How to Interpret and Export Evaluation Results


Step 4. Reviewing Evaluation Results

Once the evaluation is complete, you can view the results in the Table View.
Each sample (query–response pair) is displayed in a separate row,
and each metric (e.g., Precision, Recall, Faithfulness) is presented as a score between 0 and 1.
Clicking on a cell opens the Detail Panel on the right, where you can inspect claim-level evaluation results.

🧩 Detail Panel Overview

The Detail Panel visualizes the claim-level evaluation results for each selected sample (query–response pair).
Each section provides the following information:

  1. Query Section
    Displays the original user query (query) and relevant metadata.
    This serves as the reference question for comparing the Expected Response (ER) and Target Response (TR).
    Click “View reference context” to access the retrieved documents (contexts) corresponding to this query.

  2. Model Response Section
    Shows the actual response (response) generated by the Target Model.
    The Decomposition and Entailment processes are visualized at the claim level,
    with each claim labeled by color and assigned a score.

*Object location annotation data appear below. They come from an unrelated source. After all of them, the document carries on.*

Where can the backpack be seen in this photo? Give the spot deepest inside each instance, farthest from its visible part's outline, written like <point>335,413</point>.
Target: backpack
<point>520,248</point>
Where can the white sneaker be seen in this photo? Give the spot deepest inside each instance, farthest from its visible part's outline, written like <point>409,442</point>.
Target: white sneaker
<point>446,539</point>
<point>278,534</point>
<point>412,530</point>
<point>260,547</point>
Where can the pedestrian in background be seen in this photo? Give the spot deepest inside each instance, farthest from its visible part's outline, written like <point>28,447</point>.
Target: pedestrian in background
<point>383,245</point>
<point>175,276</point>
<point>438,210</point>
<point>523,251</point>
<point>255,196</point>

    • 2-1. Claim Score Summary
      Summarizes claim-level evaluation scores for the entire response.
    • 2-2. Claim-Level Judgments
      Each claim is tagged as Entailed, Contradicted, or Irrelevant.
      Additional labels such as “Context Entailed” or “Context Refuted” are displayed beside each claim.
    • 2-3. Full Target Model / Agent Response
      Displays the complete text output generated by the model.
  3. Expected Response Section
    Displays the claims decomposed from the Expected Response (ER).
    Similar to the Query section, this includes the claim content, claim-level scores, and the full ER text.

  4. Retrieved Context Section
    Shows the documents (Retrieved Context) referenced by the model during generation.
    Each document includes entailment results indicating whether it supports any evaluated claims.
    The top of this section summarizes the Context Precision score.

    • Example:
      • C1: Contains one or more correct claims (Relevant Context)
      • C2: Contains no correct claims (Irrelevant Context)

Step 5. Exporting Results

To export the evaluation results, click the Export button at the top of the Table View.
The results will be downloaded as an .xlsx file,
which includes key metrics such as Precision, Recall, Faithfulness, and Hallucination for each sample.

🔍 Tip:

  • The exported file can be used for further analysis or reporting,
    such as comparing performance across different seeds or models.
  • Detailed claim-level results are available only within the Detail Panel in the UI.